The plaintiff in error, hereinafter called defendant, was convicted in the county court of Kay county on the charge of having possession of intoxicating liquor with intent to sell the same, and sentenced to pay a fine of $50 and be imprisoned in the county jail for a period of 30 days.
The first error complained of is that the court erred in overruling defendant's motion to suppress the evidence seized under the search warrant, for the reason that the affidavit for the search warrant was insufficient to authorize the issuance of a search warrant. The charging part of the affidavit reads as follows: *Page 193 wit: Lot 12, Block 32, the original town site of Tonkawa,
"Fred Long, being first duly sworn on oath, deposes and says: That as to the following described premises, to Kay County, Okla., the Main Rooms, Said premises being in the possession of the true name of the party unknown. That one J.E. Hurry told your informant that he was in the above described premises a very short time ago and he saw the lady who runs the place sell three pints of whisky to men that were there or came there. That several other persons whose names are not known to your informant at this time has told your informant that whisky was being sold and kept on the above described premises.

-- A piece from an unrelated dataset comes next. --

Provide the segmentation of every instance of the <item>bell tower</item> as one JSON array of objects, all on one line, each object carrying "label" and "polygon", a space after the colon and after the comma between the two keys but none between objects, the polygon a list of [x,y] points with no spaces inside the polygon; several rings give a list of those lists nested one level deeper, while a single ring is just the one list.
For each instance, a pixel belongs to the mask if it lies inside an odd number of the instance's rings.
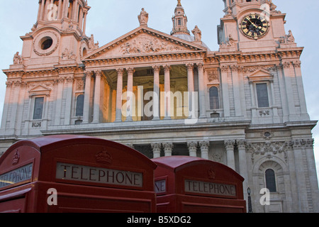
[{"label": "bell tower", "polygon": [[[231,51],[267,51],[279,48],[286,37],[286,14],[269,0],[223,0],[225,16],[218,26],[220,48]],[[230,50],[231,49],[231,50]]]},{"label": "bell tower", "polygon": [[25,68],[79,64],[81,57],[98,48],[86,35],[86,0],[40,0],[37,21],[21,36]]},{"label": "bell tower", "polygon": [[181,0],[177,1],[177,6],[175,8],[175,13],[172,20],[173,21],[173,30],[171,35],[191,34],[187,29],[187,16],[181,6]]}]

"Your affiant says further: That he is a peace officer of Kay county, has received numerous complaints from persons who go there or live in the neighborhood that the prohibitory laws of the State are being violated on the premises. The premises are a public place and conducted as a rooming house for the public. Your affiant says that: The general reputation of the place and premises in the community and neighborhood is that it is a place where intoxicating liquor is being kept, concealed and sold."
In the case of Ray v. State, 43 Okla. Crim. 1, 276 P. 785, this court said:
"An affidavit for a search warrant can be made on information and belief only when it sets out facts positively sworn to showing probable cause. * * *
"Where the affidavit and search warrant are sufficient on their face, the evidence obtained by the search is admissible, and the court will not permit the accused, after the warrant has been executed, to show that the statements in the affidavit are not true, or to raise any question as to the accuracy or source of the affiant's information or the means by which it was obtained."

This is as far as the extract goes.